Now when I do a search for the string "Héctor Lavoe" it matches the string "Hector Lavoe". Awesome!

Edit: fixed missing "
é" in first sentence.

7 comments:

Jökull said...

Thank you. Just made my day.

datadevil said...

thanks, I tried the same but somehow I couldn't get the format right, dunno why, but copy pasting it from your example works fine..probably an afternoon thing but still helpful!

MrBrown said...

Works like a charm, made my day too. Thanks for the tips!

geek said...

Thanks for this. But what about searching with punctuation? Currently I am trying to search for: aaa (bbb)

.. and it doesn't match with anything. It should.
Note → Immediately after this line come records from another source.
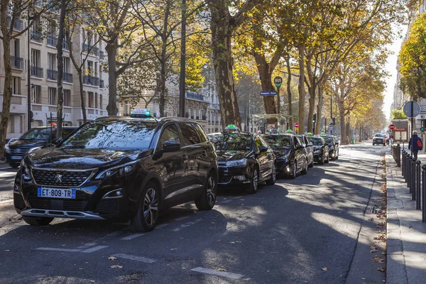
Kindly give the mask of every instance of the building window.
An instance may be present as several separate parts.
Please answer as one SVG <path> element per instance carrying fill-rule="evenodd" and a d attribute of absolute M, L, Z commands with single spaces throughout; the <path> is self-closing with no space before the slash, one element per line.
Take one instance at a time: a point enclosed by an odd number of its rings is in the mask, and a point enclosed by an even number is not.
<path fill-rule="evenodd" d="M 64 89 L 64 106 L 70 106 L 71 105 L 71 91 Z"/>
<path fill-rule="evenodd" d="M 12 94 L 21 94 L 21 78 L 18 77 L 12 77 Z"/>
<path fill-rule="evenodd" d="M 49 94 L 49 104 L 56 105 L 56 88 L 51 88 L 49 87 L 48 89 Z"/>

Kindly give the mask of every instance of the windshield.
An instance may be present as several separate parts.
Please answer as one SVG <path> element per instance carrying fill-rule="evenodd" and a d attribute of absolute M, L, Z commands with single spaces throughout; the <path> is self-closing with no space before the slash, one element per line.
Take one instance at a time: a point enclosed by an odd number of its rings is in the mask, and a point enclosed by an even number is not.
<path fill-rule="evenodd" d="M 216 150 L 249 151 L 251 150 L 250 134 L 216 134 L 209 136 L 209 140 L 214 143 Z"/>
<path fill-rule="evenodd" d="M 138 120 L 93 121 L 64 141 L 61 148 L 147 150 L 156 126 L 156 123 Z"/>
<path fill-rule="evenodd" d="M 274 150 L 289 148 L 291 146 L 291 137 L 285 136 L 263 136 L 265 140 Z"/>
<path fill-rule="evenodd" d="M 52 134 L 55 136 L 56 129 L 52 129 Z M 50 139 L 50 129 L 34 129 L 24 133 L 20 140 L 43 140 L 47 141 Z"/>
<path fill-rule="evenodd" d="M 322 140 L 319 137 L 307 137 L 307 140 L 310 143 L 312 143 L 315 146 L 322 146 Z"/>

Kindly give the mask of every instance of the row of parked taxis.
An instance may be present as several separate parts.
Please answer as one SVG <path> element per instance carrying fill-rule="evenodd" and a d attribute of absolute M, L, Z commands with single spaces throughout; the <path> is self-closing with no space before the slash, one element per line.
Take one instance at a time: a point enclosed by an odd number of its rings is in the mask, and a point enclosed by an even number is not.
<path fill-rule="evenodd" d="M 21 160 L 13 201 L 23 219 L 45 226 L 55 218 L 110 220 L 153 230 L 168 207 L 194 201 L 212 209 L 218 185 L 256 193 L 278 176 L 295 178 L 314 162 L 339 157 L 333 136 L 261 136 L 229 125 L 207 136 L 192 119 L 101 117 L 55 145 Z"/>

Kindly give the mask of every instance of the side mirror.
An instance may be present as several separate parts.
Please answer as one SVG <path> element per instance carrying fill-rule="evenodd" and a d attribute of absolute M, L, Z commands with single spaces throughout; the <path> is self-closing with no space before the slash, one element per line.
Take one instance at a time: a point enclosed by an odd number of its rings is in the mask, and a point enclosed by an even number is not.
<path fill-rule="evenodd" d="M 163 152 L 176 152 L 180 150 L 180 144 L 178 142 L 167 141 L 163 144 Z"/>

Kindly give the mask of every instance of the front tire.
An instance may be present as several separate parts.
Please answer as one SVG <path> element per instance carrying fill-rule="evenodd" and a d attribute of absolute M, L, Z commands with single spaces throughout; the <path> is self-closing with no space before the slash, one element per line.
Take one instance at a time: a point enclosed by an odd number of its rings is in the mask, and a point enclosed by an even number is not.
<path fill-rule="evenodd" d="M 217 182 L 214 175 L 209 175 L 201 197 L 195 200 L 195 206 L 200 211 L 211 210 L 216 202 Z"/>
<path fill-rule="evenodd" d="M 246 192 L 250 195 L 255 194 L 257 192 L 258 187 L 259 186 L 259 172 L 257 168 L 253 170 L 253 174 L 251 175 L 251 180 L 250 181 L 250 185 L 246 189 Z"/>
<path fill-rule="evenodd" d="M 48 226 L 53 221 L 53 218 L 50 217 L 29 217 L 27 216 L 23 216 L 22 219 L 31 226 Z"/>
<path fill-rule="evenodd" d="M 149 231 L 154 229 L 160 216 L 160 191 L 152 182 L 142 190 L 138 212 L 131 220 L 130 228 L 132 231 Z"/>

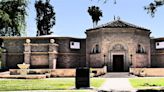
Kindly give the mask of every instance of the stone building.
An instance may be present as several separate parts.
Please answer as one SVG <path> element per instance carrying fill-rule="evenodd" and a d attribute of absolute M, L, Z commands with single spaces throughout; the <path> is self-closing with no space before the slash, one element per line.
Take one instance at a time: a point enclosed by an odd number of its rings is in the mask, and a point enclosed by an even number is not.
<path fill-rule="evenodd" d="M 30 68 L 103 67 L 124 72 L 129 67 L 164 67 L 164 38 L 122 20 L 86 30 L 86 38 L 1 37 L 4 68 L 29 63 Z"/>

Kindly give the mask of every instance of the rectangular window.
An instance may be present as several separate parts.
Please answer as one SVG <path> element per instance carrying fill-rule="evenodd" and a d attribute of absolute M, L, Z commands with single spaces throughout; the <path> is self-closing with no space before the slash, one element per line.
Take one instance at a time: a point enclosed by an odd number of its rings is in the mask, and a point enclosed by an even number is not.
<path fill-rule="evenodd" d="M 70 48 L 71 49 L 80 49 L 80 42 L 71 41 L 70 42 Z"/>
<path fill-rule="evenodd" d="M 164 41 L 156 42 L 156 49 L 164 49 Z"/>

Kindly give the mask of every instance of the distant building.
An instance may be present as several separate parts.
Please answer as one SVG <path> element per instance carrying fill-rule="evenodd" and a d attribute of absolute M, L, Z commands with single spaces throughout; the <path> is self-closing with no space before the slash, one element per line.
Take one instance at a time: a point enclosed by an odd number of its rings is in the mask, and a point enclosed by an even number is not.
<path fill-rule="evenodd" d="M 122 20 L 87 29 L 86 39 L 73 37 L 1 37 L 4 68 L 29 63 L 30 68 L 103 67 L 124 72 L 129 67 L 164 67 L 164 38 Z M 54 40 L 53 40 L 54 39 Z"/>

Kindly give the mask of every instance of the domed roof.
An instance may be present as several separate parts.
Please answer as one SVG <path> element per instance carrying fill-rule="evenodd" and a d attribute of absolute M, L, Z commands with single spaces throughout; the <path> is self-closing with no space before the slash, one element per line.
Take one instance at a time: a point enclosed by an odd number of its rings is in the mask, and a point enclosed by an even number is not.
<path fill-rule="evenodd" d="M 114 20 L 112 22 L 91 28 L 91 29 L 87 29 L 87 31 L 91 31 L 91 30 L 95 30 L 95 29 L 100 29 L 100 28 L 136 28 L 136 29 L 141 29 L 141 30 L 145 30 L 145 31 L 150 31 L 149 29 L 140 27 L 140 26 L 136 26 L 134 24 L 131 23 L 127 23 L 125 21 L 122 20 Z"/>

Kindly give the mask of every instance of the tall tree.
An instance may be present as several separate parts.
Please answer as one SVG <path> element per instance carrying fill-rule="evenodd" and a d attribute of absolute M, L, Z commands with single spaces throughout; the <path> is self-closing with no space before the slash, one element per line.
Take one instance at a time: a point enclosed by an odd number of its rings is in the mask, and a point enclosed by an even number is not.
<path fill-rule="evenodd" d="M 36 1 L 35 9 L 37 13 L 37 36 L 52 34 L 53 32 L 50 29 L 55 25 L 55 12 L 50 0 Z"/>
<path fill-rule="evenodd" d="M 98 21 L 100 21 L 100 17 L 102 17 L 102 11 L 97 6 L 88 7 L 88 13 L 92 17 L 93 27 L 97 25 Z"/>
<path fill-rule="evenodd" d="M 21 36 L 25 32 L 27 0 L 0 1 L 1 36 Z"/>

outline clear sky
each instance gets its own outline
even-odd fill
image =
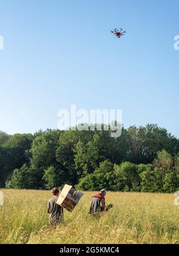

Do I need to add quotes, brackets etc to the charset_table or ignore_words?

Jake said...

How would this scale with very large systems? Do you think it would cause significant delays in fetching?

Anonymous said...

Thanks a lot ... I was just using sphinx in a metalanguage site [chinese, armenian , japanese..] ..got nut until I find this nice resource... thanks a lot ..

Anonymous said...

hi!
could you please repost your charset_table? (link in post is broken)
thanks!